D'abord, sur un plan purement confessionnel, en invitant respectueusement les autorités catholiques à prendre enfin la mesure des défis du moment, ce qui obligera assurément celles-ci à se départir de leur habituelle pusillanimité : à juste titre préoccupés par l'abandon de la foi de nombreux chrétiens dans nos sociétés, naguère profondément imprégnées par le message évangélique, nos évêques doivent concevoir à présent, - à l'approchee du Synode des Évêques qui se tiendra à Rome du 7 au 28 octobre 2012 sur le thème de le Nouvelle Evangélisation - une nouvelle pastorale de la foi, qui soit plus visible et davantage combative.

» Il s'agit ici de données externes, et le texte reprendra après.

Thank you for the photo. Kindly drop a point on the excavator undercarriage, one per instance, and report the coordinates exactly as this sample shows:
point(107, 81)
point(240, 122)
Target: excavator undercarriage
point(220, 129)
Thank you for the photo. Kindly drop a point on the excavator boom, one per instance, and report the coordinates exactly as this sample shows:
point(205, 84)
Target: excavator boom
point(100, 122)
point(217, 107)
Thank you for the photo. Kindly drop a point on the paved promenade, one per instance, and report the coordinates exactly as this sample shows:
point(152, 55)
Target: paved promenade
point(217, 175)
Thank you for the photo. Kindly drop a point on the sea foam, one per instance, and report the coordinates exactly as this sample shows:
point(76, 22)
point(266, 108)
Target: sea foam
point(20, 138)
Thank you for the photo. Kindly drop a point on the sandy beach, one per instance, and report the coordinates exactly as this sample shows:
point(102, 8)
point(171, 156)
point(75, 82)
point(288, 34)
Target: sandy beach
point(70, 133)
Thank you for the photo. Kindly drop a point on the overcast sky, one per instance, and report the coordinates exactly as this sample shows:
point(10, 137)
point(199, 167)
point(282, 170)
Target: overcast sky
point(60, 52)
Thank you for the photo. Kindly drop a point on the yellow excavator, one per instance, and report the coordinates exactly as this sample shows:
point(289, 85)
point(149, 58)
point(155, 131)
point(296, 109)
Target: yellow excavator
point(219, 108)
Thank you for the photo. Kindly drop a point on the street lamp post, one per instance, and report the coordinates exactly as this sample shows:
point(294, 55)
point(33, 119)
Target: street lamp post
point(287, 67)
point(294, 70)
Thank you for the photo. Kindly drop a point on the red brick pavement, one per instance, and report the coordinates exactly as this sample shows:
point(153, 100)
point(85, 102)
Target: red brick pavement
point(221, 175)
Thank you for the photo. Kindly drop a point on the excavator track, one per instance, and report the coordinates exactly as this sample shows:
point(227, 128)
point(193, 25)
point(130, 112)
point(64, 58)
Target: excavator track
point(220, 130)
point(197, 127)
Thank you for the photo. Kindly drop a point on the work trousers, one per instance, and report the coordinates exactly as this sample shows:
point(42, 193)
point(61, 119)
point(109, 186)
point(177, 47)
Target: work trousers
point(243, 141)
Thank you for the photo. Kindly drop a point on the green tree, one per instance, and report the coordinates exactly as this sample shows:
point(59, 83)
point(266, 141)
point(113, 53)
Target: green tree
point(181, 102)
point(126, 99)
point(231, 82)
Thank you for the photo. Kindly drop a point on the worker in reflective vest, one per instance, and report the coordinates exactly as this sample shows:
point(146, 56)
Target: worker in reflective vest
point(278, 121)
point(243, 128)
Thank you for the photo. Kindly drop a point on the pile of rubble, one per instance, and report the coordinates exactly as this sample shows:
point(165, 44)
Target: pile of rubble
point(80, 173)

Ensuite, à l'échelle plus large du débat politique, en favorisant fortement le réarmement moral de nos compatriotes qui, au-delà des sempiternelles et si abstraites « valeurs de la République », aujourd'hui inopérantes, devront se convaincre du caractère infiniment charnel de l'identité de la France et de la primauté culturelle de l'une de ses composantes séculaires, l'anthropologie chrétienne, aujourd'hui en perdition.

Enfin, sur un registre plus pratique, en jugulant avec autorité les flux migratoires massifs qui contribuent manifestement à l'aggravation des phénomènes mortifères de déculturation et de décivilisation afin de conserver, s'il se peut encore, l'homogénéité des traits culturels de la civilisation française.